Anyway, Chanel sees the computer screen and informs Kaylani that butt sex is fantastic, and to try it post-haste— using, of course, jessica drake’s Wicked Guide to Anal as a reference, gagbut to make a deal with her husband first, in which he does all the household chores in exchange for occasional poop chute play. It works like a charm, she says, for her and her husband Rocco Reed—and by way of illustration, the audience is treated to watching Rocco, who looks particularly good with his hair all wavy and long like that, stretching Chanel’s “out” hole to quite magnificent proportions.

Kaylani is now convinced that she wants to usher Xander’s love muscle into her backdoor, so she sets about learning how to do it, so she gets some anal supplies and bangs herself in the ass with a vibrator. After cumming like crazy, she decides this anal thing is all it’s cracked up to be, and tells Xander that he can have a go at her booty if he does a bunch of chores for her first. Because, obviously, butt sex is always a power play.

But it’s here that things get good: Kaylani takes her butt over to her best friend Asa Akira’s house to learn how take it from behind. Asa, apparently a veteran of all things sphincter-stretching, proceeds to fuck Kaylani’s cute little brown eye every which way with a variety of dongs, glass dildos, and even—thank all things kinky and beautiful—a strap-on. Personally, I’d have given several of my toes for more strap-on play between these two insanely beautiful women, but that part of the scene lasts for a dishearteningly short time. Ah well, both ladies got a few good orgasms out of it, and I got to drool all over my shirt. Everybody wins!
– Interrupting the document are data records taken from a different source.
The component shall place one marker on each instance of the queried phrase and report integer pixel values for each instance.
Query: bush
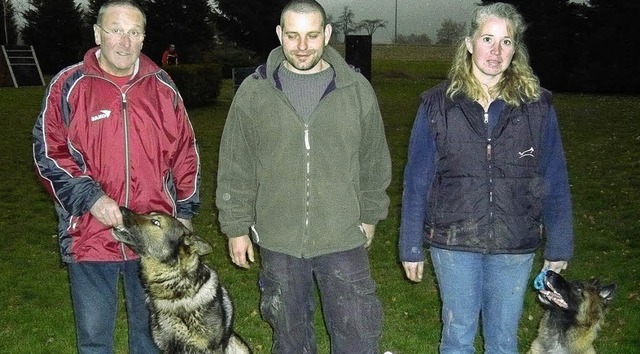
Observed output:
(233, 57)
(199, 84)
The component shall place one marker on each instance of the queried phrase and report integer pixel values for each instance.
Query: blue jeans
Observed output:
(94, 294)
(472, 284)
(351, 308)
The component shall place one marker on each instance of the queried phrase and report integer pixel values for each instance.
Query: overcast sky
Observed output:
(414, 16)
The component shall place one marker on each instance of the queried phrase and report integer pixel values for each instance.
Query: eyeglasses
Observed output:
(133, 34)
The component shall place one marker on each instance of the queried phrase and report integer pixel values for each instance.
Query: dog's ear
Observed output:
(201, 246)
(607, 292)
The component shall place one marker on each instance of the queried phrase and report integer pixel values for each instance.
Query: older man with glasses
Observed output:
(113, 131)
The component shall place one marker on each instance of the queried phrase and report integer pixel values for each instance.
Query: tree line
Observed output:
(579, 47)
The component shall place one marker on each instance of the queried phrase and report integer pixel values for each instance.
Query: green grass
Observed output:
(601, 136)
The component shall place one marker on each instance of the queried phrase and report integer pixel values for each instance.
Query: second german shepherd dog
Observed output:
(574, 312)
(191, 311)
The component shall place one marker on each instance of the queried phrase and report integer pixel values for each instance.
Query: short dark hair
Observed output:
(304, 6)
(110, 3)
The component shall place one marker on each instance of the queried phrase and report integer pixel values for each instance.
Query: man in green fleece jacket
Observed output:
(303, 171)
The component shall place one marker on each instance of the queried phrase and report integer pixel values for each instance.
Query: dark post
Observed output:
(358, 53)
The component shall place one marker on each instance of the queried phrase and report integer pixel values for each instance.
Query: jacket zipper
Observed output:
(125, 123)
(307, 184)
(489, 167)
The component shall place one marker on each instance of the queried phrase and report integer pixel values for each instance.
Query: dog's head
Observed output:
(575, 297)
(158, 236)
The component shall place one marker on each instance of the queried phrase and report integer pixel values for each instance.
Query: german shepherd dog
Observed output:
(574, 312)
(191, 311)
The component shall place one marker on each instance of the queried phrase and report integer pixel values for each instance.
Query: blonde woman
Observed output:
(485, 185)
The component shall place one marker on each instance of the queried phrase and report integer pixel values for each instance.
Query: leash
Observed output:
(538, 282)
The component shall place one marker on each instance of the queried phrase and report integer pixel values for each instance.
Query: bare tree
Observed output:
(372, 25)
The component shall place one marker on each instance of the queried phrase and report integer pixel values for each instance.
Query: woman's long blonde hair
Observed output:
(518, 83)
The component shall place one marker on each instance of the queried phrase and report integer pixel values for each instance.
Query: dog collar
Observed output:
(538, 282)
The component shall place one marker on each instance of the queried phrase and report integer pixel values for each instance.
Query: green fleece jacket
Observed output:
(303, 189)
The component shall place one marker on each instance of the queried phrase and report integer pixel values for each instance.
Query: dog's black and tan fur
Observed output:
(574, 312)
(191, 311)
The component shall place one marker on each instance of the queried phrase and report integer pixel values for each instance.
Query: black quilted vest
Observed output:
(486, 194)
Kaylani proceeds to work Xander into the ground with long lists of chores he must get done before he’s allowed to stick himself into her pooper, which makes for a series of funny foibles that result in no buttsex for anyone. At last Rocco informs Xander of a little thing called “Maid Services” that will do the work for him and get him buried to the hilt inside Kaylani’s beautiful butt in no time. Kaylani discovers he didn’t really do the chores, but she lets him have her divine dirty dugout anyway, because they’re in love and he’s just so damn cute.

And so you see, horndogs, that this movie has a moral: not only is buttsex fun for everybody—and apparently not cheating if two women do it together—but it’s always better when it’s not about power. Stinkhole sex is best when approached from a position of gender equality, just like everything else. …Or at least, that’s what I took away from it. Well, ok, not really. What I really got out of The Prize was an aching longing to see a longer strap-on scene with Asa and Kaylani.